The geography of Mauryan empire resembled a spider with a small dense body and long spindly legs.The highest echelons of imperial society lived in the inner circle composed of the ruler, his immediate family, other relatives, and close allies, who formed a dynastic core. Outside the core, Mauryan empire ran along stringy routes dotted with armed cities. (from India and South Asia: A Short History)
In other words, Magadha, the Gangetic imperial core or the 'head of the spider,' was most likely quite centralized and fairly uniformly administered. Central authority in territories surrounding this core was significant, but not as strong as in Magadha itself. Outside the northern heartland, imperial control was limited, with imperial control very possibly present only in major roads and resource-producing areas like the gold mines of Karnataka.
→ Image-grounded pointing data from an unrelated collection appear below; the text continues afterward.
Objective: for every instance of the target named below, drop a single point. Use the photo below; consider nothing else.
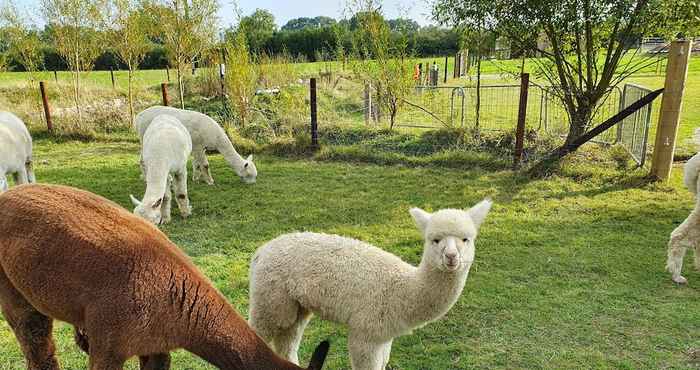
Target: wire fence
(633, 131)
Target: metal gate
(633, 131)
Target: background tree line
(310, 39)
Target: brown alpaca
(70, 255)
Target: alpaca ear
(421, 217)
(157, 203)
(478, 212)
(135, 201)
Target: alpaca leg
(676, 251)
(273, 320)
(287, 341)
(200, 166)
(387, 353)
(160, 361)
(29, 165)
(180, 187)
(364, 354)
(165, 205)
(32, 329)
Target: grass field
(569, 270)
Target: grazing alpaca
(166, 145)
(206, 134)
(373, 292)
(69, 255)
(687, 234)
(15, 151)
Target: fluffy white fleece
(373, 292)
(15, 151)
(687, 234)
(206, 134)
(166, 145)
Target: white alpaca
(206, 134)
(687, 234)
(15, 151)
(373, 292)
(166, 145)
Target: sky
(284, 10)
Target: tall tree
(22, 38)
(76, 29)
(187, 29)
(592, 43)
(258, 28)
(128, 37)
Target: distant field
(501, 70)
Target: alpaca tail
(691, 171)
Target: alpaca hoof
(679, 279)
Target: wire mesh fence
(633, 131)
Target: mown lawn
(569, 270)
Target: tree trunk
(131, 98)
(478, 88)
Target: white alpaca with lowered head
(206, 134)
(165, 147)
(15, 151)
(376, 294)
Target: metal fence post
(164, 92)
(47, 110)
(314, 114)
(522, 113)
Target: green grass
(569, 269)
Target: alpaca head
(150, 212)
(450, 234)
(248, 172)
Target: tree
(188, 28)
(258, 29)
(241, 76)
(24, 42)
(76, 26)
(383, 61)
(128, 38)
(298, 24)
(403, 25)
(590, 42)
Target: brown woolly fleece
(70, 255)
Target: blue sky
(284, 10)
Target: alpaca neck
(225, 147)
(156, 182)
(432, 293)
(225, 340)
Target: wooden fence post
(164, 92)
(522, 114)
(671, 103)
(314, 114)
(47, 110)
(368, 103)
(445, 77)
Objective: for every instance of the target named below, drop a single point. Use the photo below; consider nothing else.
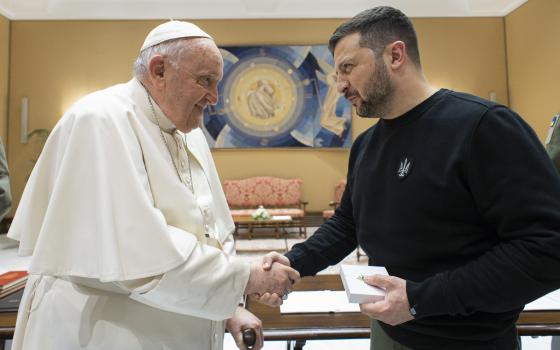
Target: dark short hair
(379, 27)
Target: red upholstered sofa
(281, 197)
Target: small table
(297, 328)
(275, 222)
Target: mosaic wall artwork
(278, 96)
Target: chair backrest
(267, 191)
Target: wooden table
(297, 328)
(249, 223)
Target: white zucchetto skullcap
(173, 30)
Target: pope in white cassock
(126, 220)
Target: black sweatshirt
(459, 198)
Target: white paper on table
(282, 217)
(550, 301)
(323, 301)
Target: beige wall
(4, 75)
(533, 53)
(56, 62)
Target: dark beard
(378, 95)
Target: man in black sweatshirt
(453, 194)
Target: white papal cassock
(125, 256)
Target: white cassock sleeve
(208, 285)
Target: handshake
(271, 279)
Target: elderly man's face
(192, 84)
(362, 77)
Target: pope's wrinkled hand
(242, 320)
(395, 308)
(271, 299)
(277, 279)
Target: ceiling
(246, 9)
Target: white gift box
(357, 290)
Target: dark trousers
(381, 341)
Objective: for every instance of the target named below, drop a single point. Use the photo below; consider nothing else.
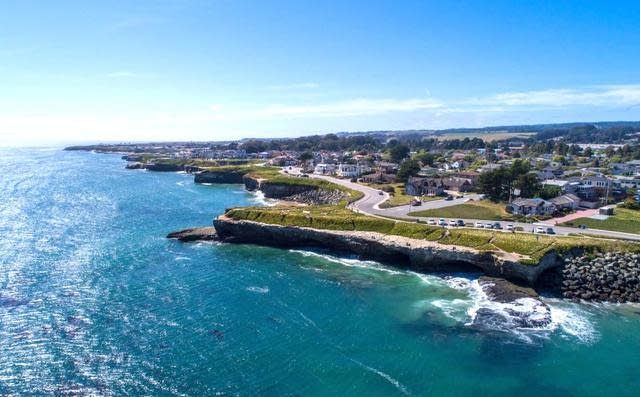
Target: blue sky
(214, 70)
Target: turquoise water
(95, 301)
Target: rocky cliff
(419, 255)
(230, 176)
(301, 193)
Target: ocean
(94, 300)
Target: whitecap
(369, 265)
(260, 199)
(258, 290)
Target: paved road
(369, 204)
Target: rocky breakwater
(610, 277)
(403, 252)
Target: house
(387, 168)
(489, 167)
(534, 206)
(566, 201)
(324, 169)
(348, 170)
(378, 177)
(458, 184)
(436, 186)
(424, 187)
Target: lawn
(624, 220)
(399, 197)
(335, 217)
(485, 136)
(469, 210)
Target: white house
(324, 169)
(348, 170)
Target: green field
(399, 197)
(337, 217)
(469, 210)
(485, 136)
(624, 220)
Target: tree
(408, 168)
(398, 153)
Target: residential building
(324, 169)
(566, 201)
(528, 206)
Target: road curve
(369, 204)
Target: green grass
(399, 196)
(624, 220)
(272, 175)
(485, 136)
(469, 210)
(334, 217)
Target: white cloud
(614, 95)
(294, 86)
(123, 73)
(355, 107)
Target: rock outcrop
(613, 277)
(195, 234)
(229, 176)
(415, 254)
(509, 306)
(135, 166)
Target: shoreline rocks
(510, 306)
(611, 277)
(401, 252)
(195, 234)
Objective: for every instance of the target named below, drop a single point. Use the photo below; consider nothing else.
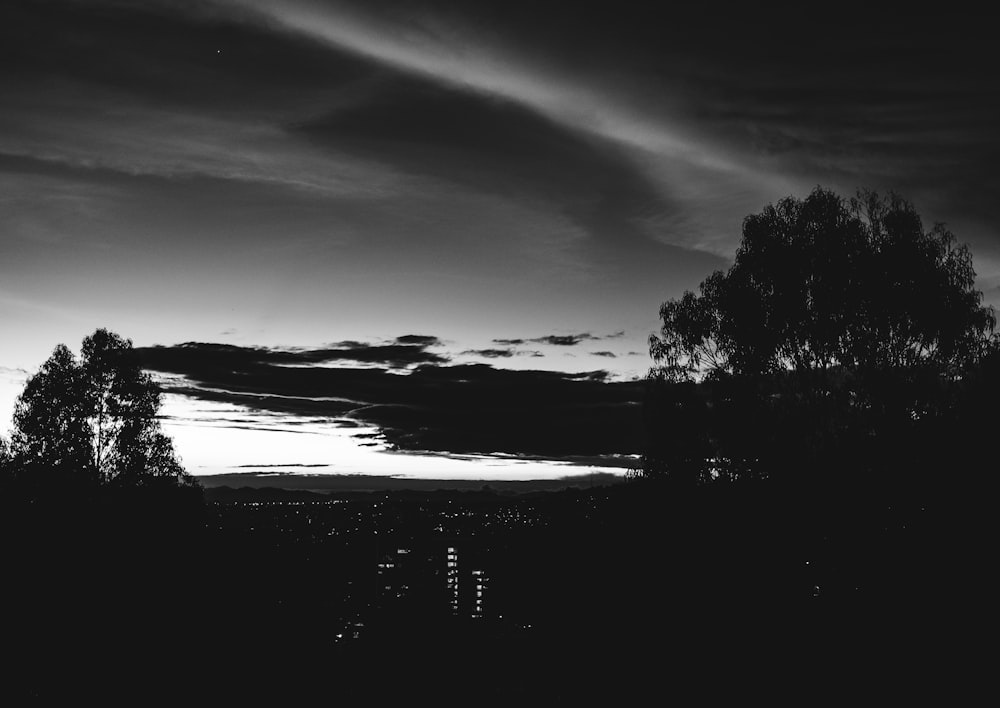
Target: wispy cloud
(458, 409)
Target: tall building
(467, 581)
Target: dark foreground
(620, 594)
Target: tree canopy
(842, 326)
(82, 423)
(826, 282)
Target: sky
(397, 238)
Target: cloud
(490, 353)
(418, 339)
(560, 340)
(564, 340)
(473, 408)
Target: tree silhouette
(840, 323)
(81, 424)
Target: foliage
(841, 329)
(90, 422)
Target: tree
(91, 422)
(839, 322)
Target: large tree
(839, 322)
(92, 421)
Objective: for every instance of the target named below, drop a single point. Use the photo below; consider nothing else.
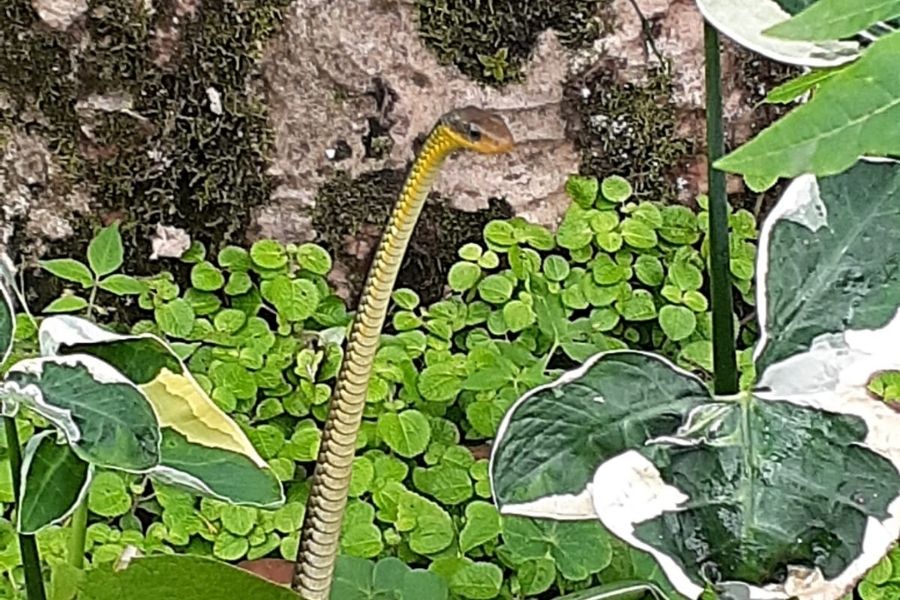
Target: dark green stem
(724, 361)
(31, 561)
(79, 530)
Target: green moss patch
(491, 41)
(167, 156)
(628, 130)
(163, 154)
(345, 206)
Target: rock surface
(59, 14)
(346, 67)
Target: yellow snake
(467, 128)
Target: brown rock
(59, 14)
(345, 64)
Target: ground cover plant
(582, 361)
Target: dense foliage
(261, 330)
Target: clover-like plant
(115, 402)
(788, 490)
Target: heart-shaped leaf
(203, 449)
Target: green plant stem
(79, 530)
(31, 560)
(724, 361)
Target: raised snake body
(467, 128)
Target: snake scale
(467, 128)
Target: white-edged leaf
(744, 22)
(106, 419)
(853, 114)
(775, 496)
(835, 19)
(203, 449)
(54, 482)
(7, 322)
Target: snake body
(466, 128)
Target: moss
(346, 207)
(169, 158)
(628, 130)
(492, 40)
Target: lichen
(628, 129)
(167, 155)
(347, 207)
(492, 40)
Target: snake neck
(320, 533)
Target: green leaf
(578, 549)
(839, 482)
(518, 315)
(440, 382)
(609, 241)
(294, 299)
(582, 190)
(106, 418)
(70, 270)
(463, 276)
(470, 251)
(7, 323)
(429, 526)
(686, 276)
(744, 22)
(477, 581)
(679, 225)
(677, 322)
(638, 234)
(216, 472)
(649, 270)
(235, 259)
(239, 520)
(500, 233)
(405, 298)
(638, 307)
(66, 303)
(314, 258)
(854, 113)
(359, 534)
(206, 277)
(186, 577)
(105, 251)
(616, 188)
(122, 285)
(108, 495)
(835, 19)
(195, 253)
(388, 579)
(406, 433)
(537, 575)
(838, 233)
(796, 87)
(54, 481)
(696, 301)
(482, 525)
(207, 453)
(268, 254)
(556, 268)
(65, 581)
(239, 283)
(175, 318)
(495, 289)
To quote "The First Millennium B.C. in Northern India" by Romila Thapar that I've been drawing on,
Excavations carried out so far at sites close to the location of Asokan inscriptions, do not provide significant evidence of a Mauryan presence. Asokan inscriptions tend to cluster in Karnataka. The archaeological sites are largely those of megalithic burials and settlements, suggesting that there was a pre-existing pattern of habitation and exchange into which the Mauryas may have intruded [...] Mauryan control seems to have been greater in those areas where they were tapping resources, as, for example, gold, and hence the cluster of inscriptions. Possibly, other resources were obtained through local agencies, such as the people inhabiting the megalithic sites, and their way of life remained substantially unchanged by the Mauryan presence.
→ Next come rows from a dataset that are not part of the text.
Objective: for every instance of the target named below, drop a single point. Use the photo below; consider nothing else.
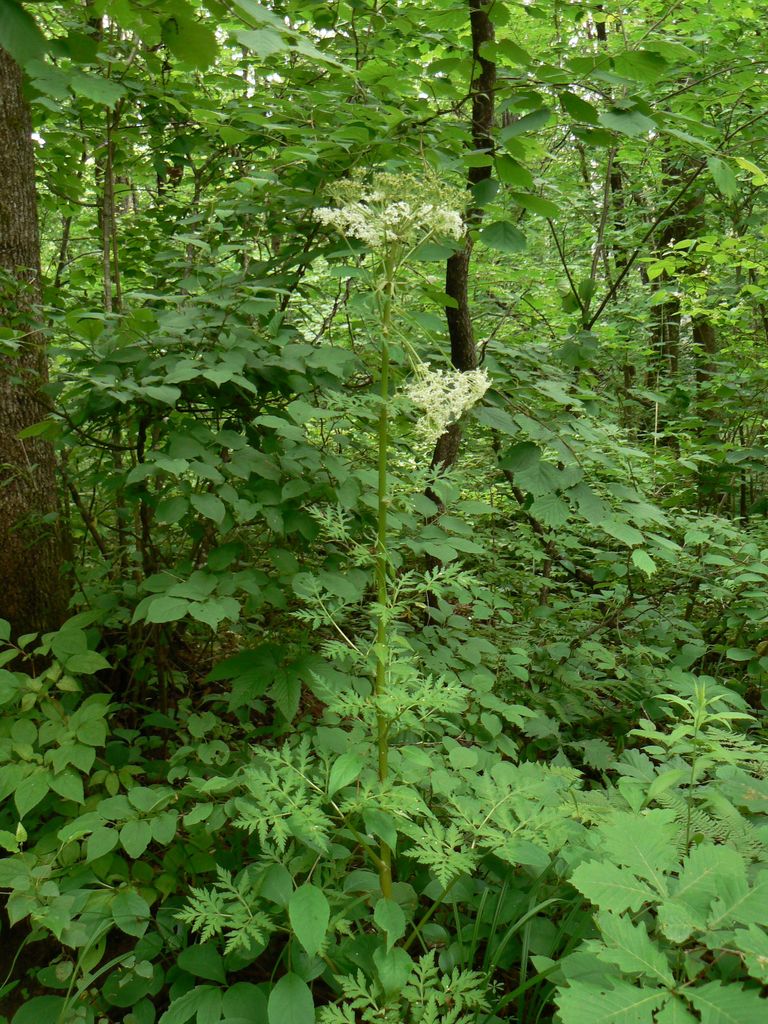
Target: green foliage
(342, 728)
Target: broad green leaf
(40, 1008)
(32, 791)
(643, 561)
(753, 942)
(291, 1001)
(101, 90)
(309, 913)
(167, 609)
(529, 122)
(759, 177)
(550, 510)
(210, 506)
(628, 122)
(68, 784)
(135, 836)
(19, 34)
(675, 1012)
(130, 912)
(189, 41)
(631, 949)
(723, 177)
(185, 1007)
(537, 204)
(644, 843)
(511, 172)
(393, 967)
(100, 842)
(503, 237)
(245, 1004)
(209, 1007)
(738, 902)
(344, 770)
(727, 1004)
(86, 664)
(579, 109)
(623, 531)
(617, 1003)
(263, 42)
(390, 919)
(610, 887)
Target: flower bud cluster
(392, 209)
(443, 396)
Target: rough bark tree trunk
(33, 592)
(463, 347)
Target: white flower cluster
(443, 396)
(392, 209)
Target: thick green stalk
(382, 595)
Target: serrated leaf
(631, 949)
(209, 506)
(31, 792)
(309, 913)
(536, 204)
(184, 1008)
(167, 609)
(723, 176)
(389, 918)
(68, 784)
(503, 237)
(623, 531)
(643, 561)
(644, 843)
(620, 1004)
(529, 122)
(135, 836)
(675, 1012)
(631, 123)
(727, 1004)
(189, 41)
(203, 962)
(550, 510)
(130, 912)
(738, 902)
(291, 1001)
(343, 771)
(753, 942)
(19, 34)
(100, 842)
(611, 888)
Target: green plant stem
(382, 627)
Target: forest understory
(383, 512)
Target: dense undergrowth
(343, 728)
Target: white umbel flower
(392, 209)
(443, 396)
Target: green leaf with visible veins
(621, 1004)
(721, 1004)
(611, 888)
(630, 948)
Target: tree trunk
(33, 594)
(463, 347)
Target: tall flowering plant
(393, 214)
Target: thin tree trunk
(33, 592)
(463, 347)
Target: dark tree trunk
(463, 347)
(33, 595)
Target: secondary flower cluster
(392, 209)
(443, 396)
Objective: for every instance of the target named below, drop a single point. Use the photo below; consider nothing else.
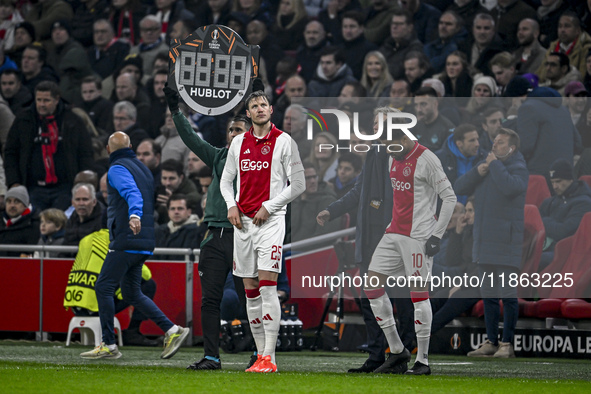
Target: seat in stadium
(537, 190)
(88, 325)
(533, 243)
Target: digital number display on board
(212, 69)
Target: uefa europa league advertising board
(212, 69)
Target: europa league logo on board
(212, 69)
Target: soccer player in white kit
(261, 160)
(408, 246)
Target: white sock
(382, 310)
(173, 330)
(271, 318)
(254, 311)
(423, 319)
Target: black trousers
(215, 262)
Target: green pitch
(54, 368)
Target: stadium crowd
(74, 72)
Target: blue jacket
(131, 192)
(546, 131)
(563, 214)
(372, 198)
(455, 164)
(499, 204)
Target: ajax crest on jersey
(212, 69)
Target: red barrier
(19, 292)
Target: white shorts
(398, 255)
(258, 247)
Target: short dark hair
(513, 137)
(48, 86)
(156, 148)
(93, 79)
(562, 58)
(461, 131)
(339, 55)
(357, 16)
(177, 197)
(35, 46)
(352, 158)
(173, 165)
(426, 91)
Archaeologically there's no real 'Mauryan ceramic phase,' for example.
To sum up things by quoting "Imperial Landscapes of South Asia" by Carla M. Sinopoli,
While the Mauryans may have had effective territorial control in their northern heartland, imperial territories in Peninsular India were restricted to areas near important mineral resources and trade routes, suggesting discontinuous territories and limited presence in many areas of the peninsula. Other than the inscriptions and some rare artifacts, areas distant from the imperial core contain relatively little direct evidence of the Mauryan presence, and no evidence of the form that presence may have taken.
That is, I am partial to the following map of the Mauryan empire (taken from Sinopoli, "Imperial Landscapes") than those on Wikipedia:
[1] Who did not, by the way, rise in India as you state; Babur was born and crowned in Andijan and reigned as ruler of Kabul much longer than as ruler of Hindustan, and in a broader sense the Mughals were Timurids.